After simulating heart attack in rats,
biomedical engineer Michael E. Davis
found that injecting their hearts with
microparticles containing a p38 inhibitor
drug reduced formation of scar tissue
by 70% to 80% and improved heart
function by at least 20%.

Inside the polymer beads was an experimental drug, SB239063, a p38 inhibitor. P38 is a protein kinase that regulates the production of inflammatory mediators. It also plays a role in the death of myocardial cells. The polymer bead containing the drug stayed in the heart and slowly dissolved, allowing sustained release of the drug to suppress p38 activation for at least seven days. An injection of just the drug didn’t work though; it likely diffused away too quickly.

“The drug releases at a rate that is dependent on the breakdown of the particle,” says Davis. “As the particles break down and are hydrolyzed, the drug is released. In our study, half of the drug was released in about seven to 10 days.”

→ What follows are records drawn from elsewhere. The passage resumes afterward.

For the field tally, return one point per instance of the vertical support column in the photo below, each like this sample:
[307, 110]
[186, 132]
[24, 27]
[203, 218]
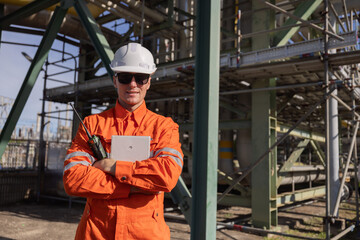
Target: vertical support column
[334, 137]
[327, 121]
[334, 150]
[1, 15]
[204, 181]
[263, 119]
[31, 76]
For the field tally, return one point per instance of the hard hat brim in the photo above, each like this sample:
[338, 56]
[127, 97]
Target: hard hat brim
[132, 69]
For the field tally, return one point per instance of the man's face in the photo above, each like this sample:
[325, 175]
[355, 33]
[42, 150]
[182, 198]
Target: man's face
[131, 95]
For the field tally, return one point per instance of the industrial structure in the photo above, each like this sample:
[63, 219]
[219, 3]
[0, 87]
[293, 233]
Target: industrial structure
[282, 77]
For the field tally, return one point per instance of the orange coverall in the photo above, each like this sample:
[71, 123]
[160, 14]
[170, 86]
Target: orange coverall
[111, 212]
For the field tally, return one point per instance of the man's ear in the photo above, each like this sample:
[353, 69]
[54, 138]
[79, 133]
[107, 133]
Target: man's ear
[114, 81]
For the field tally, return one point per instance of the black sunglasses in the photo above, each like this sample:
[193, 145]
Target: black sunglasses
[125, 78]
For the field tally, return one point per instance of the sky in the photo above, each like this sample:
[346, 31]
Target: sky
[14, 67]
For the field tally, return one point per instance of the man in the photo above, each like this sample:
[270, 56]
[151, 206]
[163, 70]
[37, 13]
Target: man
[125, 199]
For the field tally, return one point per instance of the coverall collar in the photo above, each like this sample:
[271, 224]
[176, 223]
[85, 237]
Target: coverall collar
[138, 114]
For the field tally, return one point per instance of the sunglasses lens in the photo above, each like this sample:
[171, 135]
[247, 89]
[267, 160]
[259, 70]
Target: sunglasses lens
[124, 78]
[140, 78]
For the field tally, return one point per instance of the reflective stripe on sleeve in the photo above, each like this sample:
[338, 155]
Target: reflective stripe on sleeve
[80, 154]
[70, 165]
[177, 159]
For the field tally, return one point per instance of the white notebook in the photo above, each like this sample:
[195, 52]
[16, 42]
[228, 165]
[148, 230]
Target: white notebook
[130, 148]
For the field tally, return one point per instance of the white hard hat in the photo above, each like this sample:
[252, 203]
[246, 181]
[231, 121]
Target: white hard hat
[133, 58]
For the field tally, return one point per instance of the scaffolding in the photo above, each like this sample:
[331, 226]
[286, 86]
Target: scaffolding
[312, 81]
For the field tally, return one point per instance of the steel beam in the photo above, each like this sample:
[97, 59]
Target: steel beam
[304, 10]
[263, 132]
[32, 75]
[27, 10]
[316, 147]
[291, 160]
[205, 161]
[97, 37]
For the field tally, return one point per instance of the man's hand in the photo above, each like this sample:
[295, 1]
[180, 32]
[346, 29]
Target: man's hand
[134, 190]
[107, 165]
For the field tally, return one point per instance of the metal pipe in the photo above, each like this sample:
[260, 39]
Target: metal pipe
[244, 91]
[142, 22]
[303, 21]
[248, 35]
[337, 16]
[356, 161]
[343, 233]
[262, 157]
[345, 105]
[345, 170]
[327, 119]
[346, 15]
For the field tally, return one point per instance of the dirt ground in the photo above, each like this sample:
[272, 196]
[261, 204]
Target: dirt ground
[55, 220]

In contrast, the team also tested another carrier molecule, a glycolic acid known as PLGA. PLGA broke down into lactic acid and caused an increase in p38.

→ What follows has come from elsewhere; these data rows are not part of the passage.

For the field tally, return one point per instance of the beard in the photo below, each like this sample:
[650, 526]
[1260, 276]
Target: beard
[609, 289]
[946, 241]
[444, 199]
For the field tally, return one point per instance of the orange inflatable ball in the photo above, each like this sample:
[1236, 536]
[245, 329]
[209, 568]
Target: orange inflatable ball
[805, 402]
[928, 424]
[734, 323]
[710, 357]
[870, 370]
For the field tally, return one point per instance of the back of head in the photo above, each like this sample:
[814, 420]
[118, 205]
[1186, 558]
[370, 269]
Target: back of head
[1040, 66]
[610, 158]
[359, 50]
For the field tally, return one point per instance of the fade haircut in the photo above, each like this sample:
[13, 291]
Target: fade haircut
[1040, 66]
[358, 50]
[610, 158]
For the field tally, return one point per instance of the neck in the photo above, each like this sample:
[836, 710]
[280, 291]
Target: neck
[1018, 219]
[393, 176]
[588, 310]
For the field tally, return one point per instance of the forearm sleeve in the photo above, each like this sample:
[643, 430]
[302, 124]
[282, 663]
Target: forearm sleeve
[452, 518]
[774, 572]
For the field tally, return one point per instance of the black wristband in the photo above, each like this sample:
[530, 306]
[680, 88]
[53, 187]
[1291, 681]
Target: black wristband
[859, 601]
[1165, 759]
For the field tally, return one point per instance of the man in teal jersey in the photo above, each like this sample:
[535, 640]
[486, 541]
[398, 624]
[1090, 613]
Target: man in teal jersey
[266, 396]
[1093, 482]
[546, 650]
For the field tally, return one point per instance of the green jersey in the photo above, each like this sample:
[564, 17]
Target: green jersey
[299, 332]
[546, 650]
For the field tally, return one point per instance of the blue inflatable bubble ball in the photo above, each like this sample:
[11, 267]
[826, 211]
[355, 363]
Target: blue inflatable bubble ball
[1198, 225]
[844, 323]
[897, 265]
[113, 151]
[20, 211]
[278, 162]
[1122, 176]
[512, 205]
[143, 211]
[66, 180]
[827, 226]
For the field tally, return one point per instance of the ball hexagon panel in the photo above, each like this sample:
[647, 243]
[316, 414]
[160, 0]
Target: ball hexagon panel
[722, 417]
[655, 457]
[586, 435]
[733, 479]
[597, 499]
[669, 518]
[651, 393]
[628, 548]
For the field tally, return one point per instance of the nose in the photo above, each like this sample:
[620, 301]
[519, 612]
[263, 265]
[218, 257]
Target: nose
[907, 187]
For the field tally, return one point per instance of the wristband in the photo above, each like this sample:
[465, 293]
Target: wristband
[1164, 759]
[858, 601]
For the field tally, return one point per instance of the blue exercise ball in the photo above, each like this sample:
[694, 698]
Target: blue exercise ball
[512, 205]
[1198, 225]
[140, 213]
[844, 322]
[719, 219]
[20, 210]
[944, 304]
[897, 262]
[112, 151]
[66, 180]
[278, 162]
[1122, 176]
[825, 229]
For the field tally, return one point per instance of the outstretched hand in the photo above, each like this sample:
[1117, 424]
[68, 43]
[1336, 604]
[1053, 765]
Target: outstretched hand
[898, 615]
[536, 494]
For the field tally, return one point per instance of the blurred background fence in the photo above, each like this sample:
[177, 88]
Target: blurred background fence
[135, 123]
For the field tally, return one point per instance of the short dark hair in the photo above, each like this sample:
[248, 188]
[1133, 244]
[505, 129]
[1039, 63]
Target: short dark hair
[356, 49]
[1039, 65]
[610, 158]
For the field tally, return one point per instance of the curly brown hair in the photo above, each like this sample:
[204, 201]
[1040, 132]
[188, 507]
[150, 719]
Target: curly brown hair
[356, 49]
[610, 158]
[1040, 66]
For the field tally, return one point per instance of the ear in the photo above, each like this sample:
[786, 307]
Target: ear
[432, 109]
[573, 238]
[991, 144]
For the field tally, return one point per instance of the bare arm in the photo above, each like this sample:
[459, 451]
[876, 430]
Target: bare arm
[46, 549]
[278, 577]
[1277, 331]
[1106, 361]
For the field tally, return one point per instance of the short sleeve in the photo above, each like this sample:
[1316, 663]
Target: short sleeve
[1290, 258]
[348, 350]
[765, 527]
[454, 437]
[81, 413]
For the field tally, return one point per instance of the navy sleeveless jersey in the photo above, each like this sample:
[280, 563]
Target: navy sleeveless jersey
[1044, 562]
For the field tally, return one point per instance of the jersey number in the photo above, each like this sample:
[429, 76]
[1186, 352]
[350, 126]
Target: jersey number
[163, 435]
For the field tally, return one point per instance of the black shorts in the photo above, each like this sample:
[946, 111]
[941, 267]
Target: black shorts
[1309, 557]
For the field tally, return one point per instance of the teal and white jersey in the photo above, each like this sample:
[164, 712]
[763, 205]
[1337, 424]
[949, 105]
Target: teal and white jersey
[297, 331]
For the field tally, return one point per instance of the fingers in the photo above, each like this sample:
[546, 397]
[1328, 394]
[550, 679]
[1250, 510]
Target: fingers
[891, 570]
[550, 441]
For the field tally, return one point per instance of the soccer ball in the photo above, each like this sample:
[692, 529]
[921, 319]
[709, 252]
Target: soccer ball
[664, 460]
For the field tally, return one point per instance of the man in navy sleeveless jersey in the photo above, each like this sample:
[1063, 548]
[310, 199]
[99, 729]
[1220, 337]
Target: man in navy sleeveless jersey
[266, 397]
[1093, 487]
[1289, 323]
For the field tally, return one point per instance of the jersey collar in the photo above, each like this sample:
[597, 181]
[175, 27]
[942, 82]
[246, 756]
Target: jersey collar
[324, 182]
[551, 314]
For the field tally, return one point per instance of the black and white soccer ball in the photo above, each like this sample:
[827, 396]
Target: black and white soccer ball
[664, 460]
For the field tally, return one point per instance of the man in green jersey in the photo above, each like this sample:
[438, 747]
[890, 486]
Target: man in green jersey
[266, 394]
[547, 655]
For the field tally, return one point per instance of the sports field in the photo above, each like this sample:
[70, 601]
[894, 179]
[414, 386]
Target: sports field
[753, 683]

“Since PLGA is a standard for drug delivery and one of the only clinically approved polymers, we used that target,” says Davis. “But there’s a reason why it’s not used for heart disease. Anyone who has run or worked out too much can tell you how bad lactic acid is. It hurts. These PLGA particles degrade into lactic acid, which is not good when you already have an inflammatory response resulting from heart failure. That’s the big difference in this study—neutral degradation products versus acidic degradation products.”

When Davis and his team looked at heart function in rats injected with the PCADK beads seven days after induced heart attack, they found no real improvement. Three weeks later, however, heart function had significantly improved.  

“We think this difference is explained in that myocardial infarction causes significant damage in the first 24 to 48 hours,” Davis says. “The half-life of our particle is about seven days, so it is likely that the inhibitor was not released fast enough to affect heart function at the seven-day mark.” Overall, the microparticles reduced formation of scar tissue by 70% to 80% and improved heart function by at least 20%.

Microparticles have had limited use in the treatment of inflammatory disease because traditional delivery methods and their by-products caused the very thing they were supposed to limit—inflammation. Davis and his team found that PLGA (a polyester approved for use in sutures and grafts) did cause inflammation, but that PCADK did not. “PCADK has the potential to be used to deliver other kinds of anti-inflammatory drugs for other diseases,” says Davis, whose study results were published in nature materials (October/
November 2008). In the future, he hopes the microparticle-drug combination could be used clinically to treat diseases of the liver, lungs, and spinal cord as well as the heart.